APT – More Persistent than advanced

RSA, one of this years highest profile victims of an ‘Advanced Persistent Threat (APT)’ held a summit in Washinton DC this summer on the subject with TechAmerica. Government and business leaders met for two days to discuss the impact of APTs and to agree strategies for mitigation and defence. The full report is due shortly, but in the meantime a series of interim ‘perspectives’ have been published, and they make interesting reading.

Here are five of the main points:

People are now the attack vector

In the past, the hardware and software in a business was the attack vector used in most intrusions. Software would ship with a vulnerability, which would be exploited by an attacker, giving them access to internal infrastructure. Once inside, a mixture of further software exploitation, password cracking and the absense of effective user access controls inside the network would allow an attacker to move through the network acquiring data or causing disruption.

As organisastions began to adopt the principle of defence in depth, and sofware vendors began to take security more seriously, the techniques required to breach a network from the outside have become more advanced – the ‘A’ in APT. The RSA summit, however, found that these technically advanced attacks are no longer typical. It is now much more common for attackers to target an organisation through social engineering, using techniques such as spear-phishing. Our people are now our security perimeter and anyone can be compromised given the right approach.

You must assume that you have been compromised

It is no longer realistic to keep adversaries out of complex network, so organisations should plan and act as though they have already been breached. Efforts should be focussed on understanding which assets should be protected, where they reside and who has access to them. Damage limitation will be the new focus and should be achieved through compartmentalisation of systems, protection of critical data and adoption of the principles of ‘defence in depth’ and ‘least priviliege’.

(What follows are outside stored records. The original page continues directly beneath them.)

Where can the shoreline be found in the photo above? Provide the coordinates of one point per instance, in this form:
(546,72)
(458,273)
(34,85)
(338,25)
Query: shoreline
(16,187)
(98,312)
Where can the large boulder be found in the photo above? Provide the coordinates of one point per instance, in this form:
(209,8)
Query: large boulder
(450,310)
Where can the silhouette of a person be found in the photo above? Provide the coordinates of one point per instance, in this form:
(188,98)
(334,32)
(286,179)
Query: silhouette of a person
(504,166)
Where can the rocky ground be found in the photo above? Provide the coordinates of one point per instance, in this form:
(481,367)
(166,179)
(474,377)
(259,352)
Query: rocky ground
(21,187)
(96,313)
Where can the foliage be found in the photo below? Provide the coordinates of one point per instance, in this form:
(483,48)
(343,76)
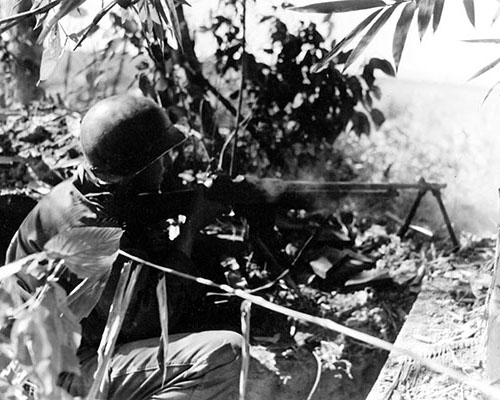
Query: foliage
(40,337)
(426,11)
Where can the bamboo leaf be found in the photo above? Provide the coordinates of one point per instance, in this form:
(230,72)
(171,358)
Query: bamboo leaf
(339,6)
(174,19)
(17,266)
(469,8)
(495,17)
(485,69)
(492,337)
(401,32)
(368,37)
(491,41)
(85,296)
(65,8)
(121,300)
(52,52)
(86,251)
(345,41)
(425,9)
(490,91)
(437,13)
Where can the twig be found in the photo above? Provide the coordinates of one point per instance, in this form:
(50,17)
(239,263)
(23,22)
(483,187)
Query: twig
(318,376)
(246,308)
(229,140)
(28,14)
(242,86)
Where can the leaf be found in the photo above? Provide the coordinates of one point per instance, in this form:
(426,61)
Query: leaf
(121,300)
(86,251)
(485,69)
(321,266)
(174,20)
(401,32)
(83,298)
(345,41)
(65,8)
(377,117)
(16,266)
(495,17)
(368,37)
(383,65)
(425,9)
(339,6)
(490,91)
(45,339)
(52,52)
(360,123)
(490,41)
(437,12)
(469,9)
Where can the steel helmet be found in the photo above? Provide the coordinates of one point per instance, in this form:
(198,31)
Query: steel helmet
(122,135)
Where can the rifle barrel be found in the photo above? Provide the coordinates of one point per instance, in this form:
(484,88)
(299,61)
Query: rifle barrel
(334,187)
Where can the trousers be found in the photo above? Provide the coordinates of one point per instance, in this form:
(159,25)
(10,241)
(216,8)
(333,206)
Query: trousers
(200,366)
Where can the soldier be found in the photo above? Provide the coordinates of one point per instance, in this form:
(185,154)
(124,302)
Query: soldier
(124,140)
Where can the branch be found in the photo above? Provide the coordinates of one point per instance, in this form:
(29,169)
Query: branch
(28,14)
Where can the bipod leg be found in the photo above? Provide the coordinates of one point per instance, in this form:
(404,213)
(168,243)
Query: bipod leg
(421,193)
(451,232)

Situational awareness is essential to detect threats

Understanding what is happening beyond our network is essential to detect over-the-horizon threats. As an example, ‘Beta attacks’ – test attacks on dummy targets for the purpose of checking tools and techniques – are on the rise and could provide useful indicators that new techniques are about to be used in genuine attacks. Such situational awareness would require close international cooperation between organisations and governments.

Supply chain poisoning is on the rise

Given the complexity of attacking infrastructure once it is in place, attackers are moving upstream and are cultivating vulnerabilities in trusted suppliers. Monitoring suppliers, therefore, is a new and growing challenge, and one that has yet to be met.

Options include independent external audits of suppliers, or some form of external monitoring, though there are few if any current examples in the commercial sector. There is, of course, much to be learnt here from the relationship between the national Governments and the defence sector, where these issues are far from new.

Customization defies signature based approaches

Although not always technically advanced, APTs are usually custom developed to work against a specific weakness in a target. Malware is often compiled just hours before an attack and will exploit zero-day vulnerabilities that are unknown to anti-malware manufacturers. These attack characteristics defy identification by generic anti-malware signatures.

As a result, organisations can no longer rely on automatic software-based protections. They must also invest in a skilled workforce of incident responders and security specalists, capable of spotting new and novel attack techniques themselves.